Sunday, August 7, 2011

Pocket Knives

Hannah and I have a joke that whenever I can’t remember when something happened during my childhood, I say that I was six-years-old. In this case, I really believe I was. But then again, I could be wrong.

When I was six years old my father gave me a knife. It wasn’t a sword, machete, or even a locking knife. It was a small, red Swiss Army knife. Complete with a key chain, tweezers, toothpick, scissors, blade, and file, I came into the possession of a 1½ inch multi-purpose tool.

At six years old I wasn’t the brightest kid or even the handiest. Dad made sure to teach me a few things about knives, such as always cutting away from your body, never using it to stab anything (a non-locking knife has the tendency of folding over onto your fingers), and never using it to harm anyone.

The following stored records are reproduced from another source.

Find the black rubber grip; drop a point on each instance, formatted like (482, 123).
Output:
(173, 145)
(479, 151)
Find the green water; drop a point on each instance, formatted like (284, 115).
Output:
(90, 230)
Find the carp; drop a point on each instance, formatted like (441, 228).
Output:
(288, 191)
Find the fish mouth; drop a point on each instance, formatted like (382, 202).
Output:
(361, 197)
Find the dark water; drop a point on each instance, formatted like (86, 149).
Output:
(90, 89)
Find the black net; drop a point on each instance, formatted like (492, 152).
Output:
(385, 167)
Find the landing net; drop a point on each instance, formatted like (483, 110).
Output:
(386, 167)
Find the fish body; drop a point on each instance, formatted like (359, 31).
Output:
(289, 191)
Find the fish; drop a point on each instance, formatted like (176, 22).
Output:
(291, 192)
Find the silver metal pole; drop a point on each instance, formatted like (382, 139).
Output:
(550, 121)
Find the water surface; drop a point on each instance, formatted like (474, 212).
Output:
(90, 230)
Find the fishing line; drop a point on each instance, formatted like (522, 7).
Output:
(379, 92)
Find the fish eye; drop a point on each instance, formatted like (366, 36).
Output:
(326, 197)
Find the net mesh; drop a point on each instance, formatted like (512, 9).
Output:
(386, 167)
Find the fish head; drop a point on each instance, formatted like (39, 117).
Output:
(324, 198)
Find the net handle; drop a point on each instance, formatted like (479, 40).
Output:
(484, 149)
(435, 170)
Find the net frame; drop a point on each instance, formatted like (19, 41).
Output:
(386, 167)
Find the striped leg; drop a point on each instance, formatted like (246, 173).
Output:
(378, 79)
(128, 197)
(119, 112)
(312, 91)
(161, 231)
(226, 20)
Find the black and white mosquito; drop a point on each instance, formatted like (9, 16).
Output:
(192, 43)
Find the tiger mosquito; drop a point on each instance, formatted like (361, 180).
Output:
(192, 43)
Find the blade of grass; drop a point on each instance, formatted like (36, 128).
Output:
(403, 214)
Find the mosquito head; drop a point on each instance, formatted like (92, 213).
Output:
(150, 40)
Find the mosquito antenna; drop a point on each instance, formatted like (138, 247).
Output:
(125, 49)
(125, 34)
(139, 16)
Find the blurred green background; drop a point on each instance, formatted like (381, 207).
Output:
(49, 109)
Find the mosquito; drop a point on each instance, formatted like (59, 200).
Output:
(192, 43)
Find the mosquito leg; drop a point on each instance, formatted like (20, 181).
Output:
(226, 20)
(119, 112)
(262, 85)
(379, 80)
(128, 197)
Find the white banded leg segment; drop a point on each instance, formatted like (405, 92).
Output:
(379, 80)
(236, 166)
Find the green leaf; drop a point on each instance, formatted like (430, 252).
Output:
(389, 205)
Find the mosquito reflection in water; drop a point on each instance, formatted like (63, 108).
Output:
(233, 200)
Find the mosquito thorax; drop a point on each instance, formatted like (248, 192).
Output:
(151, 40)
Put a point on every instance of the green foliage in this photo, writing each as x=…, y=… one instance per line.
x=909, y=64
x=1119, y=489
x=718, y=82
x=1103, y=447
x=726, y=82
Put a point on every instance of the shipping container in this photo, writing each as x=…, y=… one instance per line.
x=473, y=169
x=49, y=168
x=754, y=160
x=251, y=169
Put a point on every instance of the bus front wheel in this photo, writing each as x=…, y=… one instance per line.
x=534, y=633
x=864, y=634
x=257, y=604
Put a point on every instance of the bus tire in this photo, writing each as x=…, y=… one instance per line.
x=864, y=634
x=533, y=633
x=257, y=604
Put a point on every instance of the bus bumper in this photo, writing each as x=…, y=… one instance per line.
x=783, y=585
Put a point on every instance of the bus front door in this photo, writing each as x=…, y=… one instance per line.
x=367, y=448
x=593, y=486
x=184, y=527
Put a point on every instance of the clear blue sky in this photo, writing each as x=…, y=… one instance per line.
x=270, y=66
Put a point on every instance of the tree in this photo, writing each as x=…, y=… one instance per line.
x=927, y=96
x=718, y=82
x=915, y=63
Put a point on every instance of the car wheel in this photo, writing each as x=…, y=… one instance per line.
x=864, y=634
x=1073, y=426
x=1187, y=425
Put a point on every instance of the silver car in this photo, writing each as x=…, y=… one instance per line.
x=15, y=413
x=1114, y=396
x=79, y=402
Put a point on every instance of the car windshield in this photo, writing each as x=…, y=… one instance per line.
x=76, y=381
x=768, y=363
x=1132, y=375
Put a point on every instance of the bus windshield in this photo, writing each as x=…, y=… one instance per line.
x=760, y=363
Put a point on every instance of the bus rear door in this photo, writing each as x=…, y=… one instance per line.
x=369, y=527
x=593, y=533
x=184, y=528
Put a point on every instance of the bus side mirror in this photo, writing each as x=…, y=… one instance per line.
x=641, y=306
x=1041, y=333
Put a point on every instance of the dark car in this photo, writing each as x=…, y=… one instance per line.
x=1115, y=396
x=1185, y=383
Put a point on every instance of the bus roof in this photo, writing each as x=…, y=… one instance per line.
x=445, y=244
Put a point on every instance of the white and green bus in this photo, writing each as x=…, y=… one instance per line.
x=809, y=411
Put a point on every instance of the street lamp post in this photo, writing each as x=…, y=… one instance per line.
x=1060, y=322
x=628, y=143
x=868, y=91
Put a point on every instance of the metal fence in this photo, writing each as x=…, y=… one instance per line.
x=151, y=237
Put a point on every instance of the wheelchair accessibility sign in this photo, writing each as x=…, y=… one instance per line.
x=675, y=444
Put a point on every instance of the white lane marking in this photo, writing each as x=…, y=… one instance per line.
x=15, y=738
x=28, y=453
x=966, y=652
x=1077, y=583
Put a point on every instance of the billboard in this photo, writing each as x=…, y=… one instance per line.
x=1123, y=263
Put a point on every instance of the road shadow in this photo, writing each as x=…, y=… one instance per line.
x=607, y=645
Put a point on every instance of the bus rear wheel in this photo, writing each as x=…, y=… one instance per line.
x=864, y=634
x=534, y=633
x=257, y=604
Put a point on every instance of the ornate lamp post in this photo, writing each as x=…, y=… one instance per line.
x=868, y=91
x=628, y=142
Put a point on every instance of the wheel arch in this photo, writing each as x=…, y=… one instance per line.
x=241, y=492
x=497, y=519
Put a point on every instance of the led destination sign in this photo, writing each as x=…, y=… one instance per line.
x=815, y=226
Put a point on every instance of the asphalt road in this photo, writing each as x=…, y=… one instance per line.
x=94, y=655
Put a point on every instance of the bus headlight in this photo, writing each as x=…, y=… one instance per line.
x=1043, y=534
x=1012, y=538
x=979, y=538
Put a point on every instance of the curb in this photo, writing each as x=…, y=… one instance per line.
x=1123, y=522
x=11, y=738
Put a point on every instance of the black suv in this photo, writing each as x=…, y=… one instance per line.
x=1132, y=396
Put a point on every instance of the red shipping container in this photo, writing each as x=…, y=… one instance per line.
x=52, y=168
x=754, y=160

Though some people might question the wisdom of giving a six-year-old access to sharp and pointy objects, looking back I’m glad my dad did. I’m glad because it was one of my first lessons on responsibility and began the process of transitioning me from child to adolescent, and further on to adult.

By giving me the Swiss Army knife, my Dad was telling me that he trusted me with responsibility. Other boys my age may not have had one, but I was given one, and I was expected to use it appropriately.

I didn’t. Within a short period of time I lost the red knife and Dad wouldn’t get me another one. It wasn’t until the next summer, after the snow had come and gone, that I found it again. In first grade I took it to school multiple times, but I at least had the sense not to show it to anybody.

The knife was a sign of responsibility, a kind of rite of passage. By not showing myself responsible, I was taught a very important lesson: with responsibility comes accountability, and with accountability comes consequences. If I lost the knife, my dad wouldn’t buy me another one. Had I cut myself or hurt somebody I can only imagine what the consequences would have been.

I still have the knife. It’s kept in my wife’s jewelry box along with a few others I’ve picked up along the way, some given to me by my dad; a little bigger, a little sharper to indicate the increase in responsibility. My Swiss Army knife is a reminder of a lesson I learned, and the other knives indicate a path of trust and maturity. And I haven’t left any of them outside.